Das Eis schmilzt – so oder so
Bericht von der Konferenz über «Die Zukunft der Luftfrachtlogistik für norwegisches Seafood». Einige Herausforderungen gilt es zu bewältigen, sollen skandinavische Fischexporte ihr volles Potenzial ausschöpfen. Zentral sind Massnahmen zur Bekämpfung des Klimawandels und dessen Folgen für eine margenschwache Branche. Welche wirtschaftliche Bedenken ausserdem Sorgen bereiten, hat ITJ-Korrespondent Michael Mackey am 19. September in Oslo notiert.
Währung, Interesse und Luftfracht – dieser Dreiklang müsse beobachtet werden, betonte Sangik (James) Chung, CEO und Gründer der Myung Jin Holdings Corporation, die in Südkorea Fisch vertreibt. Zuletzt hätten Veränderungen in diesen Parametern die Nachfrage im Land um knapp ein Drittel einbrechen lassen. Was den Lachs zu einem puren Luxus gemacht hat, ist bekannt: Russlands Krieg gegen die Ukraine, Sanktionen und die Schliessung eines riesigen Luftraums machen die langen Routen von Europa nach Ostasien noch länger.
Werbung werde zwar in Korea gemacht, aber nötig sei etwas anderes. «Wagen Sie einen Charterflug und vereinbaren Sie einen besseren Preis», forderte Chung die Konferenzteilnehmer auf. Versuche dazu gibt es, aber es ist kein einfacher Weg.
Vom Fisch zum Filet
Dass Norwegen auf dem Luftweg letztes Jahr brutto ca. 260 000 t Meeresfrüchte exportierte, darin aber 20 000 t Eis enthalten waren, liess den Saal in Verblüffung zurück – noch mehr, wenn sich die Schätzungen auf 350 000 t Exportvolumen in fünf Jahren verwirklichen. «Eis in die Luft zu schicken, rechnet sich nicht, noch weniger bei den heutigen Raten», mahnte Hans Petter Vestre, Team Manager Airborne Seafood von Lerøy Seafood.
Das Unternehmen aus Bergen arbeitet daran, das Kühlmittel durch einige einfache betriebliche Anpassungen so weit wie möglich zu verringern. «Wir versuchen, den Anteil des essbaren Gewichts der Sendungen zu erhöhen, indem wir in so vielen Märkten wie möglich vom ganzen Fisch zum Filet gehen», erklärte Vestre. Ausserdem suche man auch nach den effizientesten Routen und Fluggesellschaften. Dabei mangele es aber oft an Informationen von Partnern.

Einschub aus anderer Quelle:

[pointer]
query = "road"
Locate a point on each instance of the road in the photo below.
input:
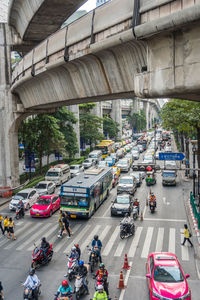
(157, 232)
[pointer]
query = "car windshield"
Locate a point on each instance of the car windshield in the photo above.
(74, 167)
(168, 274)
(43, 201)
(126, 181)
(52, 174)
(122, 200)
(41, 186)
(20, 196)
(169, 174)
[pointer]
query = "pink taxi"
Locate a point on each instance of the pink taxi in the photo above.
(45, 206)
(165, 277)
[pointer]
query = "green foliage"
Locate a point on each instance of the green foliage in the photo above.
(137, 120)
(110, 127)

In der Ära von Big Data sei viel möglich, entgegnete Fredrik Wildtgrube. Für den Frachtchef von Finnair verbessert sich das Management der Ladungen von der Rückverfolgbarkeit einzelner Kisten bis zu einer genaueren Temperaturmessung. «Finnair», sagte er, «entwickelt gerade ein IT-System in dieser Richtung.»
Kosten werden kommen
Was auf der Konferenz jedoch wirklich ins Auge fiel, war das Bewusstsein darum, dass der Klimawandel real ist, das Erreichen der Industrieziele, bis 2050 CO2-neutral zu sein, aber hart wird. «Dieses Thema klebt an uns, das wird das nächste Problem sein», versicherte Carl Christian Skage, Managing Director für Norwegen von Nordic GSA/ECS Group. Grösse und Komplexität der Sache untermauern die Befürchtung.
«CO2-Berechnungen können um bis zu 40% variieren, was die Schwierigkeiten bei der Ermittlung der besten Route, des Flugzeugtyps und des Transportmittels überhaupt erhöht», führte Skage an. Möglicherweise unterschätze man den Lkw-Anteil.
Sicher ist für Skage, dass nachhaltige Flugkraftstoffe eine Ressource sind, die nicht einmal annähernd das tut, was benötigt wird. Ist es einmal verfügbar, dann fünfmal so teuer wie herkömmliches Kerosin. Andere Technologien wie Wasserstoff werden «zu spät kommen, um die nötigen Emissionssenkungen zu erreichen», fügte er hinzu. Sein wichtigster Punkt war das schiere Gewicht des politischen Drucks, etwas gegen den Klimawandel zu unternehmen, ohne andere Ziele zu gefährden. Er rechnet fest mit Regelungen – und das heisst Besteuerungen. Deshalb riet er den Konferenzteilnehmern: «Lernen Sie, die kommenden Kosten zu tragen!»